- Learning Pentaho Data Integration 8 CE(Third Edition)
- María Carina Roldán
- 495字
- 2025-04-04 17:49:50
Understanding the PDI rowset
Transformation deal with datasets or rowsets, that is, rows of data with a predefined metadata. The metadata tells us about the structure of data, that is, the list of fields as well as their definitions. The following table describes the metadata of a PDI dataset:

These metadata concepts shouldn't be new to you. Let's look at some examples:
- Recall the Hello World Transformation. You created a dataset with a Data Grid step. In the main tab, you defined the metadata (in that case you had only one field) and in the second tab, you entered the rows with data.
- In the Transformation of projects, you defined the dataset with a CSV file input step. In the grid, you defined the metadata: one string and two dates. In this case, the data was read from a file.
In Spoon, data is presented in a tabular form, where:
- Each column represents a field.
- Each row corresponds to a given member of the dataset. All rows in a dataset share the same metadata definition, that is, all rows have the same fields in the same order.
The following screenshot is an example of this. It is the result of the preview in the Calculator step in the Transformation of projects:

Sample rowset
In this case, you have four columns representing the four fields of your rowset: project_name, start_date, end_date, and diff_dates.
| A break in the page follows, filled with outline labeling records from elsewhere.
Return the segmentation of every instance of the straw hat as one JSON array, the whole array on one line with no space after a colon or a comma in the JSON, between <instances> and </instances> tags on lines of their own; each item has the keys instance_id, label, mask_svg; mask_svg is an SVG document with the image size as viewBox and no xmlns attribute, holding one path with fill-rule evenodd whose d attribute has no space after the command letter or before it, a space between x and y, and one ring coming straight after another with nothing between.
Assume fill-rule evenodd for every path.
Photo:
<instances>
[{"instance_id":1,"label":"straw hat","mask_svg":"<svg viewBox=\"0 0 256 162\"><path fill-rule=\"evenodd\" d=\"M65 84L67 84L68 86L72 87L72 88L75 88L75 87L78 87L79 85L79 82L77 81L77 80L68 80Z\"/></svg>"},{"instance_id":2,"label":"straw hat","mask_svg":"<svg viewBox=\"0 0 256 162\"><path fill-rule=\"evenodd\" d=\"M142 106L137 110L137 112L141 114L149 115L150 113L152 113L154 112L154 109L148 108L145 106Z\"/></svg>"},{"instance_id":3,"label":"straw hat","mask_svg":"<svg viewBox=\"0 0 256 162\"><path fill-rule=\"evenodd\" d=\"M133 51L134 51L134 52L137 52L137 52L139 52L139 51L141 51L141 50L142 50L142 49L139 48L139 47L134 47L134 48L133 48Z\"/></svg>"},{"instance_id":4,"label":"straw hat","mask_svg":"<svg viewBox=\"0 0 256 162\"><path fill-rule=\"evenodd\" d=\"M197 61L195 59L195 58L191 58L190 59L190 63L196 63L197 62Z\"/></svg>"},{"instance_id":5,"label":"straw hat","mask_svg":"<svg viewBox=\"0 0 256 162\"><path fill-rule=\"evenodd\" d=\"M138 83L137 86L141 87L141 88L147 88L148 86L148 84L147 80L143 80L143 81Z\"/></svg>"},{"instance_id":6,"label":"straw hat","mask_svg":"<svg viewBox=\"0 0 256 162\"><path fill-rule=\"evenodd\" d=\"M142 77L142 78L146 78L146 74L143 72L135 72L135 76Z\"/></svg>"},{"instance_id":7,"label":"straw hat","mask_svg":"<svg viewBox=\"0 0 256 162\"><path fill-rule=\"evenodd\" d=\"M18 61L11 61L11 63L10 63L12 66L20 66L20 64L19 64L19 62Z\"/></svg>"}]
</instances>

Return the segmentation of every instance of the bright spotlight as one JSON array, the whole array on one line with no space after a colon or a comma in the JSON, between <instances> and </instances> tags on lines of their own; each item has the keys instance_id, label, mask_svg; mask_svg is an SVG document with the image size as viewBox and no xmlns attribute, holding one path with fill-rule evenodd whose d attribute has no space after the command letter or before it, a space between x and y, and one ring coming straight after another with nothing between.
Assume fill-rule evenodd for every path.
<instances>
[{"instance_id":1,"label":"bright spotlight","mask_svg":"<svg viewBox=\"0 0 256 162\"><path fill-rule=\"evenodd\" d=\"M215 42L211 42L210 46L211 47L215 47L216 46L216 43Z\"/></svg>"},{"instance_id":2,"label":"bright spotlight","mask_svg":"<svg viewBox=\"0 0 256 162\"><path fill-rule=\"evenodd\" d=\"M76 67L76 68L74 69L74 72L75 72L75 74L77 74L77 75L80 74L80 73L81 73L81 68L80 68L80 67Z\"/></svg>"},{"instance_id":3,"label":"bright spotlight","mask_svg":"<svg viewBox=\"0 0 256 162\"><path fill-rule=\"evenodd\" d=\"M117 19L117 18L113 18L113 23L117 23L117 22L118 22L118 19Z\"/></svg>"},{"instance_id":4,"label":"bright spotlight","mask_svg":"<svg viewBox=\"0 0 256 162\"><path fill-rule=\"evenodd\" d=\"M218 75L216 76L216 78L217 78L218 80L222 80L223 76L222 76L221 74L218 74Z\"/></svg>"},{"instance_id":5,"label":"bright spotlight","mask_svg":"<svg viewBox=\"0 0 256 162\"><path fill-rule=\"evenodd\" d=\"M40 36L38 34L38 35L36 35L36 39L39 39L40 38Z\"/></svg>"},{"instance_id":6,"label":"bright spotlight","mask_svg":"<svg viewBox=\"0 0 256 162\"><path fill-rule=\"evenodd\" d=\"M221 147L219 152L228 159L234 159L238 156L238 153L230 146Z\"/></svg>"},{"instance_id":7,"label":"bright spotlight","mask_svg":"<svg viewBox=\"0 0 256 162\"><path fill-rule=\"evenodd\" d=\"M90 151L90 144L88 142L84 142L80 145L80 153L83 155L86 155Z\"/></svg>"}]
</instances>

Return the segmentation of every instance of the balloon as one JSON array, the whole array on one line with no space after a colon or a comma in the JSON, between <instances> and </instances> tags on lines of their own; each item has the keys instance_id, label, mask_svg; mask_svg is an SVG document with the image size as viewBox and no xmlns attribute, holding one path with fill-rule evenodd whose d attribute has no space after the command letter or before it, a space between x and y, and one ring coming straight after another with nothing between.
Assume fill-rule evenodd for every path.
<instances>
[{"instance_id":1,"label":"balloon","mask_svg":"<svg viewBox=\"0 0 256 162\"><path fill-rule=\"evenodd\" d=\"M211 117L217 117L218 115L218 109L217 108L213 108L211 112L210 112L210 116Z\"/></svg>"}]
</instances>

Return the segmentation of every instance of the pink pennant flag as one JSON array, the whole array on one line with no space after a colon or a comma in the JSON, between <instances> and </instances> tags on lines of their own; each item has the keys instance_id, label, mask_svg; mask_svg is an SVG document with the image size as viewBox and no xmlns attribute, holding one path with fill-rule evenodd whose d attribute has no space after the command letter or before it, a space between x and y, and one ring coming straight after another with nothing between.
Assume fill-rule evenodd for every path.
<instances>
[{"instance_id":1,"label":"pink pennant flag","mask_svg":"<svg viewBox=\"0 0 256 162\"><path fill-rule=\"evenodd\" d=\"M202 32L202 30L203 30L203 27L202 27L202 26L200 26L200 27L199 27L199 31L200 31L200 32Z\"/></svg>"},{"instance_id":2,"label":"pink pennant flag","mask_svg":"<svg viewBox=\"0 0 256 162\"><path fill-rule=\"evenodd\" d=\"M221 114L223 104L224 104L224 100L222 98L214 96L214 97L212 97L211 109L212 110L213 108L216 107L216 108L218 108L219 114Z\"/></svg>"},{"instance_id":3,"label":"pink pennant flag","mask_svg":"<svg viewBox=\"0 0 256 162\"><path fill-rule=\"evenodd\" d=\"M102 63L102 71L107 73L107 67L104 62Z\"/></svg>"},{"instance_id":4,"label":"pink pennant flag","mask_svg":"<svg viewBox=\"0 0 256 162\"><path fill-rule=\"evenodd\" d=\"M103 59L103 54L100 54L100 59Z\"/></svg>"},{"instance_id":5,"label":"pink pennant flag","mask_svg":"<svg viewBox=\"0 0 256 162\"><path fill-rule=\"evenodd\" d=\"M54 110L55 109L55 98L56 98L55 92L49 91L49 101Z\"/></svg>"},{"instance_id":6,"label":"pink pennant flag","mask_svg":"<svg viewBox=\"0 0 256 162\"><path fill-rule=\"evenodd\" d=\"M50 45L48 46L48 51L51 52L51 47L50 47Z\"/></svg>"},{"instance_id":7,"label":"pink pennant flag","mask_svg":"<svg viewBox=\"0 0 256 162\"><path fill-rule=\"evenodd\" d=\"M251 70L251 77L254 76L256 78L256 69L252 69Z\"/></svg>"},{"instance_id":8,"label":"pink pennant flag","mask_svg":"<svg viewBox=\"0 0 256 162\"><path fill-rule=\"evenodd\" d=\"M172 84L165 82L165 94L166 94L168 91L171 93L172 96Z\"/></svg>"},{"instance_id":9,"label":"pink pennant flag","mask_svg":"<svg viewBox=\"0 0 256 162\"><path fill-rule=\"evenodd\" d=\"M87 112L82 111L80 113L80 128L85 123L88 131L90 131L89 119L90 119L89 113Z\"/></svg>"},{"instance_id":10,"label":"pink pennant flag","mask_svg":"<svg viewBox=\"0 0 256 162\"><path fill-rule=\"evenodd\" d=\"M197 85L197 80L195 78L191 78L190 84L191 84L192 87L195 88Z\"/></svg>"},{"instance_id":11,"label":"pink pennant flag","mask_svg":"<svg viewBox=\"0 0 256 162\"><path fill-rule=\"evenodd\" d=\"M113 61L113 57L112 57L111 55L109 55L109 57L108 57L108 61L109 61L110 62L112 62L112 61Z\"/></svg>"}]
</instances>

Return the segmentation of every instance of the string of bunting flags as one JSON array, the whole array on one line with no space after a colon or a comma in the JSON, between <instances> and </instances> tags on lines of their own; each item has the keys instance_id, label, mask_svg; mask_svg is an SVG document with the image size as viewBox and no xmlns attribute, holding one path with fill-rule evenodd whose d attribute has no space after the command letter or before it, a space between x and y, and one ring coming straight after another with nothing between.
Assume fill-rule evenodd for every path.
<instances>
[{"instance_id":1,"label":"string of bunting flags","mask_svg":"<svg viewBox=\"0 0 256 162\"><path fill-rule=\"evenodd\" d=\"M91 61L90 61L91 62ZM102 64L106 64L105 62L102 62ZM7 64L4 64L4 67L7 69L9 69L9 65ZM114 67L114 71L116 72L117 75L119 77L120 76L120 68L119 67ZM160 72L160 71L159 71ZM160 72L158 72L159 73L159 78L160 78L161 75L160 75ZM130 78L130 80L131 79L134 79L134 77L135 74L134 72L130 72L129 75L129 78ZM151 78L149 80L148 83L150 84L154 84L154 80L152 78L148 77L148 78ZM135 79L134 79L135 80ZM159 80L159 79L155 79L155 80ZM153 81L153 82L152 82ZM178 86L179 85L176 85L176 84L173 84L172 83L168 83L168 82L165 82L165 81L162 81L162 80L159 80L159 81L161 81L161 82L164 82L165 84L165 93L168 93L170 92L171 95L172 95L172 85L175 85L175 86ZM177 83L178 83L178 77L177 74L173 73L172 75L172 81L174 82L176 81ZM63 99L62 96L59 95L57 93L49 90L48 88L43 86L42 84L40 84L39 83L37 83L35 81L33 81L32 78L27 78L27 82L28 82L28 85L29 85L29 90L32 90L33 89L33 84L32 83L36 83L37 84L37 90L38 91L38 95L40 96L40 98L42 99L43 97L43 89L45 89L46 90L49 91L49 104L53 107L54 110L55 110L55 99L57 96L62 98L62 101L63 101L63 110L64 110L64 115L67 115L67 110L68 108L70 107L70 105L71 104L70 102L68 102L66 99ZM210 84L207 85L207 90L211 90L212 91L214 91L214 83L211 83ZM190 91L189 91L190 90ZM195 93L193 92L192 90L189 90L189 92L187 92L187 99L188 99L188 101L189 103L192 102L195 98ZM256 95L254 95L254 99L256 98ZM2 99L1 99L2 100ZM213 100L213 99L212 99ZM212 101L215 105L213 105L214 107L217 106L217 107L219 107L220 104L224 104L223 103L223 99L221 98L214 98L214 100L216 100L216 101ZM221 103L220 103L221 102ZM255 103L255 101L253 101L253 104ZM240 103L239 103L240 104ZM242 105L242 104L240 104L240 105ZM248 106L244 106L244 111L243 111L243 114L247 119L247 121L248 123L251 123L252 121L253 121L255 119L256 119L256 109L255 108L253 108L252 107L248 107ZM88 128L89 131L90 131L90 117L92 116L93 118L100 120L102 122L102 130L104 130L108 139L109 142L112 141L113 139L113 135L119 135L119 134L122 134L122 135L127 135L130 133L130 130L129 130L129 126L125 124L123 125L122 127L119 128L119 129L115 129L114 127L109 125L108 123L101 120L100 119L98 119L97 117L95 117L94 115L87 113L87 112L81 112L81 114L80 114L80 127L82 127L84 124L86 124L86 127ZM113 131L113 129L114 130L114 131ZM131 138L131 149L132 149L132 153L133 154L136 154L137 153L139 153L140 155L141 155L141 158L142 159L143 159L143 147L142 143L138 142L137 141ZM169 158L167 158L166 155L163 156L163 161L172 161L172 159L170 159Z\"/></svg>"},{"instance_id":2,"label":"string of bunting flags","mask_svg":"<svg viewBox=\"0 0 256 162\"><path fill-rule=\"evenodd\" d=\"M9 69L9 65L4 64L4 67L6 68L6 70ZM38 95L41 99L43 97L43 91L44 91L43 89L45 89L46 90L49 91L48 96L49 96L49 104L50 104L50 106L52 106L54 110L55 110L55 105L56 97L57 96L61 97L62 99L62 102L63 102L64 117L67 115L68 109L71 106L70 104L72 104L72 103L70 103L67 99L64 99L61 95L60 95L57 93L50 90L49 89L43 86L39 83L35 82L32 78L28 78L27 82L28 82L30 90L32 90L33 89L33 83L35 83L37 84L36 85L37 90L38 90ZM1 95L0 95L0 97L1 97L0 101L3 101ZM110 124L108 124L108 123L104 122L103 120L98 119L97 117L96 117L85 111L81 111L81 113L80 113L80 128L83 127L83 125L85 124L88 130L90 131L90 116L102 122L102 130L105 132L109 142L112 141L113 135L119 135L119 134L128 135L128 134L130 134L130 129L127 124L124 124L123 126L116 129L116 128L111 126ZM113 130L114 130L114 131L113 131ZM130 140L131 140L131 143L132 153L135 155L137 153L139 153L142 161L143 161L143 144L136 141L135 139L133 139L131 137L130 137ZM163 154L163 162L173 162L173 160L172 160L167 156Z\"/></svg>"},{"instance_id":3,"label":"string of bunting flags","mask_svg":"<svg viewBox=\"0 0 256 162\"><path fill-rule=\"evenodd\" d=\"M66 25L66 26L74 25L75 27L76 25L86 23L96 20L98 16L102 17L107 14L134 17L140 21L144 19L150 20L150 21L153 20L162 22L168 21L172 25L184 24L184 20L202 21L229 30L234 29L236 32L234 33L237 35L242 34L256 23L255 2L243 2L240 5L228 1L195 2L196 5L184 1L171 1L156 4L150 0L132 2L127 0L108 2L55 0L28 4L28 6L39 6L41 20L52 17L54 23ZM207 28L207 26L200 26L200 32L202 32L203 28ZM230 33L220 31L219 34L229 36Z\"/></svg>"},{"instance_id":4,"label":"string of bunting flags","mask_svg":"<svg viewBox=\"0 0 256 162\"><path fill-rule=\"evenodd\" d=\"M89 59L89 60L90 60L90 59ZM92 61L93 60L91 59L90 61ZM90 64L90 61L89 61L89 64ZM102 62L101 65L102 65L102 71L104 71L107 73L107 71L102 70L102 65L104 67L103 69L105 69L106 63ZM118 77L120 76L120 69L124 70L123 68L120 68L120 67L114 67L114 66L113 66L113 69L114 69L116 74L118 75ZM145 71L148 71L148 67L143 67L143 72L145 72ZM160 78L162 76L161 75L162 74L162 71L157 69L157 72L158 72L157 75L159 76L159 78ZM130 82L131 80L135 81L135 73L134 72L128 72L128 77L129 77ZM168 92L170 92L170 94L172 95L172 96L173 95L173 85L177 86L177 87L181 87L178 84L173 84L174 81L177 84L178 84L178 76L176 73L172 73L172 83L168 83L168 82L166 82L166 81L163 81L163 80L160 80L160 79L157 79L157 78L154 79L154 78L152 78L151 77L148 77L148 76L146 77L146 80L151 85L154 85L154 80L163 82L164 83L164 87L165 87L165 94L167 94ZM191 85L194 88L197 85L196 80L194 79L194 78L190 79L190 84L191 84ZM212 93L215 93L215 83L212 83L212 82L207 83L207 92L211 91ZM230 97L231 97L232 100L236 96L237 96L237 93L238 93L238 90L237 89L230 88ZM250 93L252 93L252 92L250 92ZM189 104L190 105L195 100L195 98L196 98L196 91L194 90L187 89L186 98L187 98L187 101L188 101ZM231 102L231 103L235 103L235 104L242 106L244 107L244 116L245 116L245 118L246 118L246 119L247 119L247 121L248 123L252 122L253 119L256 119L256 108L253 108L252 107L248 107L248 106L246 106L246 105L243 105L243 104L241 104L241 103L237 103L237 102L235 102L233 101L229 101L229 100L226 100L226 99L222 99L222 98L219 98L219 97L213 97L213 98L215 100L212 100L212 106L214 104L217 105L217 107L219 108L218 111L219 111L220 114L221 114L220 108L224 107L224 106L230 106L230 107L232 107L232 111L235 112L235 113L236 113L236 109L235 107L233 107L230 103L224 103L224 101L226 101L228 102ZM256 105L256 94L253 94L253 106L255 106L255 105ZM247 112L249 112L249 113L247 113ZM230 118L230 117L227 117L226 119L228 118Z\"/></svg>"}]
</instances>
You also have five rows of data, one for each project.
In the preview window of a rowset, you can see the field name and the data itself. If you move the mouse cursor over a column title (or click on any value in that column) and leave it there for a second, you will see a small pop up telling you the data type of that field:

Column data type
For getting full details of the metadata, there is another option. Move the mouse cursor over the first of the Calculator steps and press the spacebar. A window named Step fields and their origin will appear:

Step fields and their origin
Alternatively, you can open this window from the contextual menu available in the mouseover assistance toolbar, or by right-clicking on the step. In the menu, you have to select the Show output fields option.
As the name of the option suggests, it describes the fields leaving the step towards the next step. If you selected Show input fields instead, you would see the metadata of the incoming data, that is, data that left the previous step.
One of the columns in these windows is Step origin. This column gives the name of the step where each field was created or modified. It's easy to compare the input fields against the output fields of a step. For example, in the Calculator step, you created the field diff_dates. This field appears in the output field of the step but not in the input list, as expected.